La vice capo Dipartimento della Protezione Civile ha voluto soffermarsi sull’idea di un Servizio Civile come fabbrica di valori, inteso cioè come spazio di libertà in cui i giovani, senza rinunciare all’insegnamento della memoria e dalla tradizione, possano definire e scegliere consapevolmente i loro princìpi e la loro direzione. Direzione che non si può e non si deve dare per scontata, soprattutto in una dimensione post-pandemica in cui con sempre maggiore evidenza il presente sta paralizzando i migliori propositi e allontanando sempre più giovani da un’idea sana di futuro. In un contesto come questo e in un Paese come questo, sentire le parole di chi da un palco invita i più adulti a lasciare spazio a valori nuovi che possano anche non essere in linea con i propri è certamente rasserenante. Soprattutto perché queste parole dimostrano che esistono realtà in cui si lavora non solo con i giovani, ma anche per loro. Dimostrano che c’è chi è disposto ad accettare che i ragazzi e le ragazze delle nuove generazioni formulino le proprie definizioni e che chi ripete la tanto spesso abusata frase ‘’I giovani sono una risorsa’’ si chiede anche, finalmente, ‘’ma noi, l’abbiamo capita questa risorsa?’’. Questa nuova, rassicurante consapevolezza non deve però significare una cessione totale di responsabilità. Se esistono terreni pronti a ospitare l’ascolto, saranno sicuramente anche inclini ad accogliere le voci dei ragazzi, che siano queste propositive o confuse, entusiaste o ancora disorientate.

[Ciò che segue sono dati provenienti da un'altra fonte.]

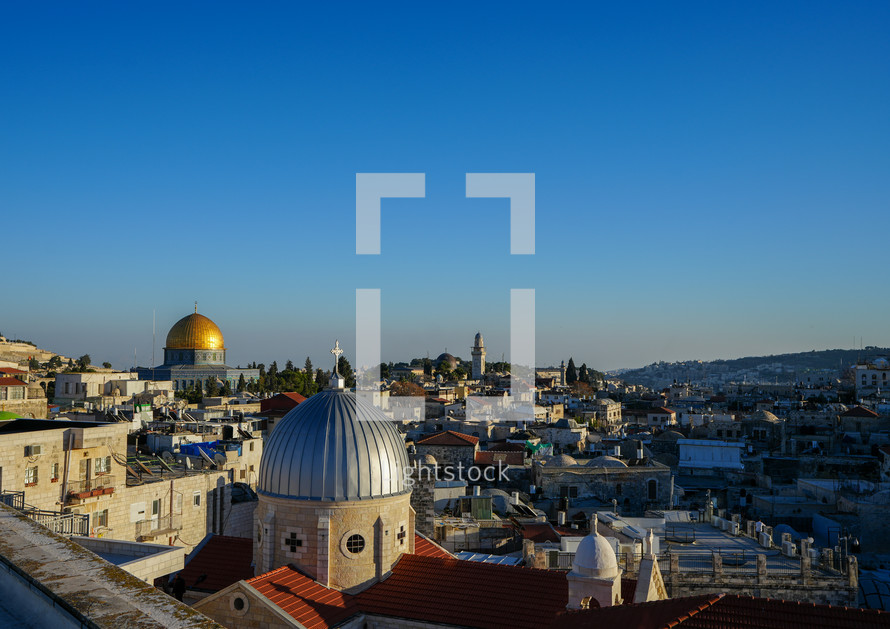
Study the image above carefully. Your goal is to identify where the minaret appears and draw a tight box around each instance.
[470,332,485,380]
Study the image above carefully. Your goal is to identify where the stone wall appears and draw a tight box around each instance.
[532,464,674,515]
[411,468,436,537]
[223,501,257,537]
[417,444,476,469]
[253,494,414,590]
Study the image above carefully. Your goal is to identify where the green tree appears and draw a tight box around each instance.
[566,358,578,384]
[315,369,331,391]
[337,356,355,389]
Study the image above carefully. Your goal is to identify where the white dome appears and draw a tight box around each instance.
[257,389,411,502]
[572,517,618,578]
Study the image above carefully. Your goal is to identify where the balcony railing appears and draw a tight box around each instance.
[136,513,182,537]
[0,491,90,535]
[68,474,116,498]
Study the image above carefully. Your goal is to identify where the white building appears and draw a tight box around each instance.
[677,439,745,473]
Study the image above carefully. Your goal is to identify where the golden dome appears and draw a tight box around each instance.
[166,312,225,349]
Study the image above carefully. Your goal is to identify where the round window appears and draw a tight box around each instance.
[346,535,365,553]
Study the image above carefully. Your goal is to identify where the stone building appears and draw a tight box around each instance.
[416,430,479,469]
[254,372,414,591]
[0,367,46,419]
[136,304,260,391]
[0,419,252,548]
[532,455,674,514]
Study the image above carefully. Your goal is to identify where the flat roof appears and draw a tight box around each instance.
[0,505,220,629]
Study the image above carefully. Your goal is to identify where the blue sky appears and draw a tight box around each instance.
[0,2,890,369]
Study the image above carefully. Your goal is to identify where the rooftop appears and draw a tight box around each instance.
[0,505,219,629]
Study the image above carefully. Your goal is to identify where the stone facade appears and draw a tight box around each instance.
[0,422,241,549]
[532,460,674,515]
[254,494,414,592]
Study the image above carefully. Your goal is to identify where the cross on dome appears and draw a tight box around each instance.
[331,340,343,373]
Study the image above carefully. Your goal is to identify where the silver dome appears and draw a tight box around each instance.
[257,390,410,501]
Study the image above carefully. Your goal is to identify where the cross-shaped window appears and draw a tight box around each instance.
[284,533,303,553]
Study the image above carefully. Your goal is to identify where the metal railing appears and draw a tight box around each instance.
[0,491,25,511]
[136,513,182,537]
[68,474,117,495]
[0,491,90,535]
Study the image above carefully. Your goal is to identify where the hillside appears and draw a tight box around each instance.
[620,347,890,388]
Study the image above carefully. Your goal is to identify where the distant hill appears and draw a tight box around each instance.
[620,346,890,387]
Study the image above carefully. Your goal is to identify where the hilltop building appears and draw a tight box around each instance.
[470,332,485,380]
[136,304,260,391]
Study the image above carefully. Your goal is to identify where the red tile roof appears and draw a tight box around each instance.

Le parole di altri, seppur aderenti alle nostre necessità, non sono di certo ancora le nostre, che troppo spesso faticano a emergere. L’impegno, per essere valido, deve essere reciproco e deve esigere il confronto e lo scambio. Insomma, se c’è qualcuno che sta imparando a fare spazio, dovrà esserci anche qualcuno che impari a riempirlo.